ホンダは車両周辺の死角をカバーして、交通事故の回避やドライバーの運転負荷の軽減をサポートする全方位安全運転支援システム「ホンダセンシング360(サンロクマル)」を発表しました。
従来のホンダセンシングよりもさらに進化していて、センシングの範囲を車両の前後だけでなく、全方位に広げているのが特徴です。ホンダセンシング360の採用は2022年に中国で発売する四輪車から開始して、2030年までに先進国で発売する全モデルへの展開を目指すとしています。

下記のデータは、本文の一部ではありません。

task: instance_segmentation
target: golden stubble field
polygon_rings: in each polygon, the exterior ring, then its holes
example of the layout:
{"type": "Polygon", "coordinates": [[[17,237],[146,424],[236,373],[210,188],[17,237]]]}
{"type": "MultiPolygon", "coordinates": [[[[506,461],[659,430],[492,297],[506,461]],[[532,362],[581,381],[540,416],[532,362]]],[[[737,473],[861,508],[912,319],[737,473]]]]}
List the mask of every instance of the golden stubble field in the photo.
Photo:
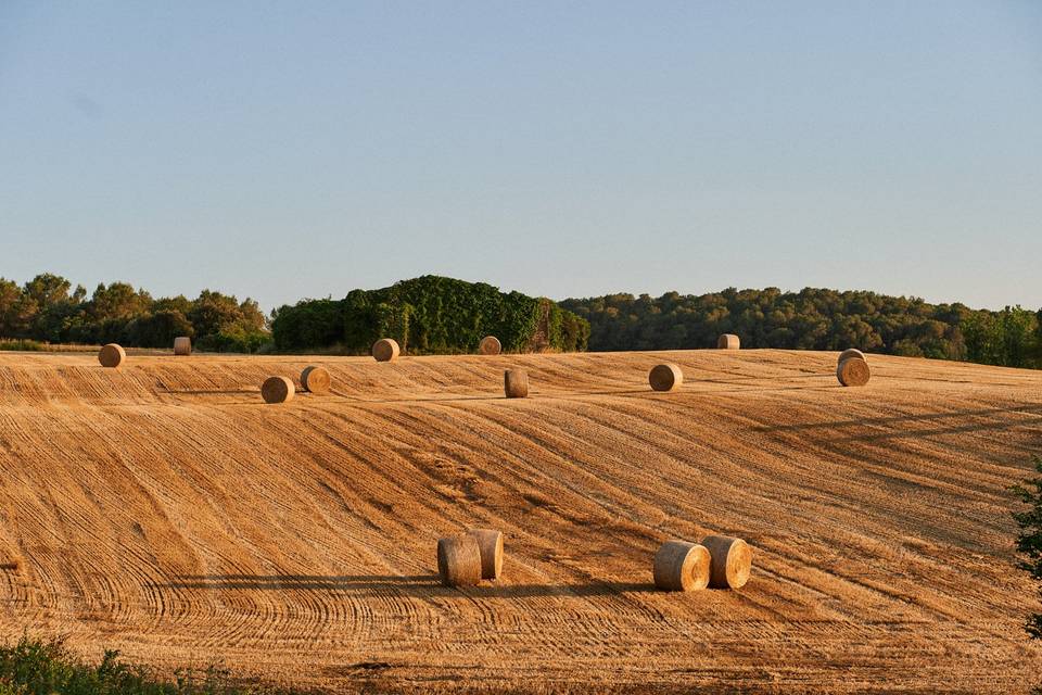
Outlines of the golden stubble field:
{"type": "Polygon", "coordinates": [[[843,389],[835,361],[0,355],[0,636],[335,692],[1026,691],[1006,489],[1042,374],[872,356],[843,389]],[[260,401],[308,364],[332,394],[260,401]],[[443,587],[470,526],[505,577],[443,587]],[[661,541],[714,532],[746,587],[652,591],[661,541]]]}

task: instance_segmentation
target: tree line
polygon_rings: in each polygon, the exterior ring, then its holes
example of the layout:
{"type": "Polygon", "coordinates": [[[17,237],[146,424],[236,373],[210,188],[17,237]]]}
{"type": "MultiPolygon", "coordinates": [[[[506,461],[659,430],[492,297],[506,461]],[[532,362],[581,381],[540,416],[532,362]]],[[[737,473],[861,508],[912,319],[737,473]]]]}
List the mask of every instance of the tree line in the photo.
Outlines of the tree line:
{"type": "Polygon", "coordinates": [[[500,292],[484,282],[425,275],[343,300],[302,300],[272,313],[282,352],[335,348],[366,353],[393,338],[411,354],[473,352],[485,336],[508,352],[585,350],[589,325],[545,298],[500,292]]]}
{"type": "Polygon", "coordinates": [[[560,303],[589,321],[589,350],[711,348],[736,333],[742,348],[860,348],[912,357],[1042,368],[1042,311],[999,312],[875,292],[726,289],[694,295],[608,294],[560,303]]]}
{"type": "Polygon", "coordinates": [[[0,338],[169,348],[179,336],[220,352],[257,352],[270,342],[267,319],[251,299],[209,290],[194,300],[153,299],[126,282],[100,283],[88,296],[50,273],[21,286],[0,277],[0,338]]]}

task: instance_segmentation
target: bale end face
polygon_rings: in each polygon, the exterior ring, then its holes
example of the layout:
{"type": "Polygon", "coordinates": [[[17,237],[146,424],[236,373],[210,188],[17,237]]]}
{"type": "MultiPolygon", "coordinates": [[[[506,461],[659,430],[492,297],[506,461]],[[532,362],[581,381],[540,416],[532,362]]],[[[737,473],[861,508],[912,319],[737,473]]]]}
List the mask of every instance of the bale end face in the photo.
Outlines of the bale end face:
{"type": "Polygon", "coordinates": [[[437,573],[446,586],[475,586],[481,581],[481,548],[472,535],[437,541],[437,573]]]}
{"type": "Polygon", "coordinates": [[[393,362],[402,354],[398,341],[391,338],[381,338],[372,343],[372,356],[377,362],[393,362]]]}
{"type": "Polygon", "coordinates": [[[861,357],[848,357],[836,367],[836,378],[844,387],[863,387],[872,378],[872,370],[861,357]]]}
{"type": "Polygon", "coordinates": [[[741,539],[707,535],[702,545],[711,559],[709,585],[713,589],[741,589],[752,571],[752,548],[741,539]]]}
{"type": "Polygon", "coordinates": [[[648,372],[648,383],[655,391],[672,391],[684,383],[684,372],[672,363],[656,365],[648,372]]]}
{"type": "Polygon", "coordinates": [[[524,369],[507,369],[503,372],[503,389],[508,399],[528,397],[529,372],[524,369]]]}
{"type": "Polygon", "coordinates": [[[709,585],[712,558],[702,545],[666,541],[655,554],[655,585],[662,591],[699,591],[709,585]]]}
{"type": "Polygon", "coordinates": [[[478,352],[483,355],[498,355],[503,352],[503,345],[495,336],[485,336],[481,339],[481,342],[478,343],[478,352]]]}
{"type": "Polygon", "coordinates": [[[838,365],[839,363],[841,363],[843,359],[847,359],[848,357],[860,357],[865,362],[868,362],[868,358],[865,357],[865,353],[861,352],[856,348],[848,348],[843,352],[839,353],[839,358],[836,361],[836,364],[838,365]]]}
{"type": "Polygon", "coordinates": [[[285,403],[293,400],[296,389],[285,377],[268,377],[260,387],[265,403],[285,403]]]}
{"type": "Polygon", "coordinates": [[[741,346],[741,341],[738,340],[738,336],[734,333],[724,333],[716,339],[716,349],[717,350],[738,350],[741,346]]]}
{"type": "Polygon", "coordinates": [[[470,529],[481,553],[481,578],[499,579],[503,573],[503,533],[495,529],[470,529]]]}
{"type": "Polygon", "coordinates": [[[116,343],[103,345],[102,349],[98,351],[98,362],[101,363],[102,367],[109,369],[118,369],[126,359],[126,351],[116,343]]]}
{"type": "Polygon", "coordinates": [[[330,378],[326,367],[305,367],[301,372],[301,388],[308,393],[329,393],[330,378]]]}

ホンダセンシング360では、現行のホンダセンシングに使われている単眼カメラに加えて、フロントと各コーナーに計5台のミリ波レーダーを新たに装備することで、360度のセンシングを実現しています。これにより、従来は目視での確認が難しかった車両周辺の死角をカバーでき、他の車両や歩行者との衝突回避や運転に伴うドライバーの負荷の軽減をサポートします。
また、開発においてはレジェンドで世界で初めて量産車に搭載されたレベル3の自動運転技術である「ホンダセンシング エリート」で培われた知見やノウハウが活かされているとのことです。このホンダセンシング360はレベル2となります。
主な機能は「衝突軽減ブレーキの進化」「前方交差車両警報」「車線変更時衝突抑制機能」「車線変更支援機能」「カーブ車速調整機能」の5つとなっています。
■衝突軽減ブレーキの進化
一般道の交差点などで、右左折をする際に車両や歩行者を検知し、接触の危険性がある場合は、衝突軽減ブレーキ(CMBS)が作動します。従来のホンダセンシングのCMBSをさらに進化させて、検知範囲を前方から全方位に広げることで、交差点の出合い頭における衝突回避・被害軽減を支援します。
■前方交差車両警報
一般道の交差点などで、低速走行をしているときや、停車状態から発進をする際に、左右前方から接近する交差車両の情報をドライバーへ通知します。自車と交差車両が接触する危険性がある場合は、システムがドライバーへ音とメーター表示で危険を警告して、衝突回避の運転操作を促します。

■車線変更時衝突抑制機能
車線変更をする際、後方から接近する隣車線の車両との衝突回避を支援します。ミラーの死角から近づく後側方車両との接触の危険性がある場合は、システムがドライバーへ音とメーター表示で危険を警告して、衝突回避のためのハンドル操作を支援します。

■車線変更支援機能
高速道路や自動車専用道で、渋滞追従機能付アダプティブクルーズコントロール(ACC)と車線維持支援システム(LKAS)が作動中に一定の条件を満たした状態で、ドライバーが周囲を確認してウインカー操作をすると、システムが車線変更に伴うハンドル操作を支援します。

■カーブ車速調整機能
高速道路や自動車専用道でACCが作動中にカーブを走行する際、適切に車速調整をします。フロントカメラによってカーブ手前で車線の曲率を前もって読み取って、ドライバーにとってスムーズでなめらかなカーブでの走行を支援します。